Microalgae could produce an alternative to palm oil

A team of scientists has developed a method to efficiently produce and extract vegetable oils from a type of common microalgae.

Since the oils produced from the microalgae are edible and are said to have superior properties to palm oil, the method recently discovered by scientists led by Nanyang Technological University, Singapore (NTU Singapore), would serve as a healthier and more ecological alternative to palm oil. .

Compared to palm oil, oil from microalgae contains more polyunsaturated fatty acids, which may help reduce the risk of heart disease and stroke. The oil produced from microalgae, developed in collaboration with scientists from the University of Malaya (Malaysia), also contains less saturated fatty acids, which have been linked to strokes and other related conditions. .

Palm oil is the most used vegetable oil in the world.

To produce the oils, pyruvic acid, an organic acid found in all living cells, is added to a solution with the algae Chromochloris zofingiensis and exposed to ultraviolet light to stimulate photosynthesis.

After 14 days, the microalgae are washed, dried and treated with methanol to break the bonds between the oils and the algal protein so that the oils can be extracted. The team claims to have also developed “green” processing technology to efficiently extract vegetable oils derived from microalgae.

Developing these vegetable oils from seaweed is another triumph for NTU Singapore as we seek effective ways to address issues in the food chain, especially those that negatively impact the environment. Discovering this as a potential source of food for humans is an opportunity to reduce the impact of the food supply chain on our planet.

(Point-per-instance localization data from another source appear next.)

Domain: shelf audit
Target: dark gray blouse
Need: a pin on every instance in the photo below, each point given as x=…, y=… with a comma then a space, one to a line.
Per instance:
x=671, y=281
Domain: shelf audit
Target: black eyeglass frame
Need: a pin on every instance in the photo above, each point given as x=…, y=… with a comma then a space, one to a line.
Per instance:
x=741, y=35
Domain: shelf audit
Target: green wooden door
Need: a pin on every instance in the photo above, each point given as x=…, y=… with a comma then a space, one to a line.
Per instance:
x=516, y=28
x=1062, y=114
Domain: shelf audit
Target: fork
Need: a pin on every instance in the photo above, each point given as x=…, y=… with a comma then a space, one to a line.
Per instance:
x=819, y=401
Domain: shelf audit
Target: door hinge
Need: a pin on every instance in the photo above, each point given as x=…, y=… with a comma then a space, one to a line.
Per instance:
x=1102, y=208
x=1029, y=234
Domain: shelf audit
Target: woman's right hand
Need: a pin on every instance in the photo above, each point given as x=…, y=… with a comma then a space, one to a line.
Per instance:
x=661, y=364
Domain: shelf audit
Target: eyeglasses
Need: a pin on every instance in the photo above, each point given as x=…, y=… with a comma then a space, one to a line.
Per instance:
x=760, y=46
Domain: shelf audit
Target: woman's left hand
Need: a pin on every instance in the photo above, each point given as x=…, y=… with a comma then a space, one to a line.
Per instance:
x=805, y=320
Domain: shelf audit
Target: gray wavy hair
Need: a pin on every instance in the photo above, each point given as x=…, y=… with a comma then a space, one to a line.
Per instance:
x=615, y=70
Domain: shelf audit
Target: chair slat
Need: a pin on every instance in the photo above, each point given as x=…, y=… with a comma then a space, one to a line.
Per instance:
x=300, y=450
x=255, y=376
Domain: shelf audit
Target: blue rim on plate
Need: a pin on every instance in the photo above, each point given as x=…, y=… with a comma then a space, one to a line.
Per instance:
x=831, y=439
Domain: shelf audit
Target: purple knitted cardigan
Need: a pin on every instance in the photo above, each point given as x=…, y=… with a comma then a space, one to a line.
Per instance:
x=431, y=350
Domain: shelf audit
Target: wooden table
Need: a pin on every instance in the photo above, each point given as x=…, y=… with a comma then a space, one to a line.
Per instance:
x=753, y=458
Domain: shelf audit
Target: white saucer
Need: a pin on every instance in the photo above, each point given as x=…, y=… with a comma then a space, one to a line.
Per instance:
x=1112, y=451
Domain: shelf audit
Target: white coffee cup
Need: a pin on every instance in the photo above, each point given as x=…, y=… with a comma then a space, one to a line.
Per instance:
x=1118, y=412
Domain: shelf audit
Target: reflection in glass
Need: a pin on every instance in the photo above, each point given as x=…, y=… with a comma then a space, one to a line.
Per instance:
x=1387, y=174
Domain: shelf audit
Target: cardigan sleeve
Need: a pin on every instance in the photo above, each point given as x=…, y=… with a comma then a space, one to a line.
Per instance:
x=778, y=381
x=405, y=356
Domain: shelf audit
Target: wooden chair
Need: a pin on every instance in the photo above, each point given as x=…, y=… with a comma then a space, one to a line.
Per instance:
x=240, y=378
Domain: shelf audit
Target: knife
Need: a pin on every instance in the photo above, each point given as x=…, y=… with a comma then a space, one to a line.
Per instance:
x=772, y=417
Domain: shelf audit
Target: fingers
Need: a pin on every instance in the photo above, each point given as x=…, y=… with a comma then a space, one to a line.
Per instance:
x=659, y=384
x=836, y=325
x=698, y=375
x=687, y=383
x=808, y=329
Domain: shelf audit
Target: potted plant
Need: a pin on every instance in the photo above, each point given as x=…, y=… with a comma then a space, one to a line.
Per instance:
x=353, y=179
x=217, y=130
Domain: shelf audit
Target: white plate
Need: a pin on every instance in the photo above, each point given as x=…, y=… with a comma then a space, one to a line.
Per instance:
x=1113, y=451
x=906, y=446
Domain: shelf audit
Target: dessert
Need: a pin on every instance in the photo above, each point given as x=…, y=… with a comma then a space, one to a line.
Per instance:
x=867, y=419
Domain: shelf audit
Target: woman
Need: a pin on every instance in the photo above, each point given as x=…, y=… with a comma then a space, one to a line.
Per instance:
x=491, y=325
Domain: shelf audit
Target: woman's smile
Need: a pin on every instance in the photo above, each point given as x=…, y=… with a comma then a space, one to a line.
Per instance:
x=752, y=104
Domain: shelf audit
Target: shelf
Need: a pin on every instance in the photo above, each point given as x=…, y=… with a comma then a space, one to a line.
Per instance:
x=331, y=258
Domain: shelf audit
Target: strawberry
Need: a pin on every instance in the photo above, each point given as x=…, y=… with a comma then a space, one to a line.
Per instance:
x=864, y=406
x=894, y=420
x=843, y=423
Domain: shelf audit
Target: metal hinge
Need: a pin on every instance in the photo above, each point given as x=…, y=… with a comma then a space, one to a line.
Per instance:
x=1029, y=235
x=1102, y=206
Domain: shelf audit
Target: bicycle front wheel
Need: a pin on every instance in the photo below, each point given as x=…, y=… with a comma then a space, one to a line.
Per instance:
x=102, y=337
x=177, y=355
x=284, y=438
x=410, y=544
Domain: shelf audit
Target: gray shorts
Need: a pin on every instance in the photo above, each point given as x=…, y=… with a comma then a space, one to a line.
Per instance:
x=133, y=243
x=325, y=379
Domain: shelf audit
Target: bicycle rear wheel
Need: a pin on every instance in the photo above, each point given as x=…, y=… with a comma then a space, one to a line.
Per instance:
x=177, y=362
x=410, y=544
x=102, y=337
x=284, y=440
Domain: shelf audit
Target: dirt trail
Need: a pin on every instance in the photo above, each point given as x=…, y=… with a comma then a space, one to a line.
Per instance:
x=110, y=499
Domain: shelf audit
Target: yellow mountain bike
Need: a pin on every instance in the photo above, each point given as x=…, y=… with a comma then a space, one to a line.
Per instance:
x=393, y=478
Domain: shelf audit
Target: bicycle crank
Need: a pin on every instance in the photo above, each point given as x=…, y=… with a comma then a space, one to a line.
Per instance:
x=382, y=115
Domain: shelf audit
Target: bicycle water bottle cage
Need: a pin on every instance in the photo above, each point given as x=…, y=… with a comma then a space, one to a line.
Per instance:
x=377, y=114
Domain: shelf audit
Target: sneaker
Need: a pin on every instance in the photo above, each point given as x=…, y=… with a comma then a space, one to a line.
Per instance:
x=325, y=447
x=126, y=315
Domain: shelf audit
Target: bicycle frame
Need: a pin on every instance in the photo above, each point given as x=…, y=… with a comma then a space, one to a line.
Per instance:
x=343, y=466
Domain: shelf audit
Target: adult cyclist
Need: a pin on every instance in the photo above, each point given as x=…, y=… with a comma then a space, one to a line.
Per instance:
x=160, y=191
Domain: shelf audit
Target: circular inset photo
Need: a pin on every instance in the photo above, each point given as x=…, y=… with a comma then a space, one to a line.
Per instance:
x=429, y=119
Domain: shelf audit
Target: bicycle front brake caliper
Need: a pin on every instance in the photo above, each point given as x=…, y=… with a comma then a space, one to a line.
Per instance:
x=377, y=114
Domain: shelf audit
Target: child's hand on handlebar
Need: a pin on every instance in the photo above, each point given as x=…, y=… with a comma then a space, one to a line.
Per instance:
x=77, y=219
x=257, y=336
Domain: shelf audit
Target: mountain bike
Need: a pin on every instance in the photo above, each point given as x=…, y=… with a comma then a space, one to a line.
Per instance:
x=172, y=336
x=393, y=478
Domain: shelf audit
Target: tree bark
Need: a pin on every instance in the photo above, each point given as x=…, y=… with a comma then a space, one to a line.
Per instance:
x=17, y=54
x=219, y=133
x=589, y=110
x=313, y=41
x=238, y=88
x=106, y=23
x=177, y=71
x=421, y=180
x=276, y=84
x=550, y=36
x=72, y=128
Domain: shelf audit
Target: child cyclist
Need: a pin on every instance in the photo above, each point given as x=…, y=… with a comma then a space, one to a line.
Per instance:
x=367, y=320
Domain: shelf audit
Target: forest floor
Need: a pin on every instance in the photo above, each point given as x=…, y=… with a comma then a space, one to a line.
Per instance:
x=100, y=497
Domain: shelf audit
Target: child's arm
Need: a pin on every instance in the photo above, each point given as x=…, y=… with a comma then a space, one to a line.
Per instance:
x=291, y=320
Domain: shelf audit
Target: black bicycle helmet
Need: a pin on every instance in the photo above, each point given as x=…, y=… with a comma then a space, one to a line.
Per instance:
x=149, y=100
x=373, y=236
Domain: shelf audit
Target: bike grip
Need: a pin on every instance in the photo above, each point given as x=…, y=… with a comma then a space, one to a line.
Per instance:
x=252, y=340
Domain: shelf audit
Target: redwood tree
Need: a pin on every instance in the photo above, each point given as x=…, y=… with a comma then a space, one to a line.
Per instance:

William Chen, director of the Food Science and Technology (FST) program at NTU

Scientists say that once on a large scale, producing vegetable oils with natural sunlight instead of using ultraviolet lights will help remove carbon dioxide from the atmosphere by converting it into biomass and oxygen. by photosynthesis. As the microalgae grow, they convert carbon dioxide into biomass at a relatively rapid rate, according to the team.

In another study, scientists from NTU’s Food Science and Technology program also developed a process for producing pyruvic acid, the key ingredient in the reaction needed to grow oil from microalgae. They do this by fermenting organic waste, such as soybean residue and fruit peels, which would not only reduce production costs, but also help reduce food waste.

Our solution is three-pronged to solve three pressing problems. We take advantage of the concept of circular economy to find uses for waste and reintroduce it into the food chain. In this case, we are relying on one of nature’s key processes, fermentation, to convert this organic matter into nutrient-rich solutions, which could be used to grow algae, not only reducing our dependence on oil of palm, but which prevents the carbon from entering. of the atmosphere.

William Chen

Scientists will now work on optimizing their extraction methods to improve yield and quality. The research team added that it has attracted interest from partners in the food and beverage industry and may be looking to expand its activities within two years.

Due to the properties of the oils, the NTU team will investigate the possibility of adding them to plant-based meats to improve their texture and nutritional properties. They also hope to explore pharmaceutical and cosmetic uses.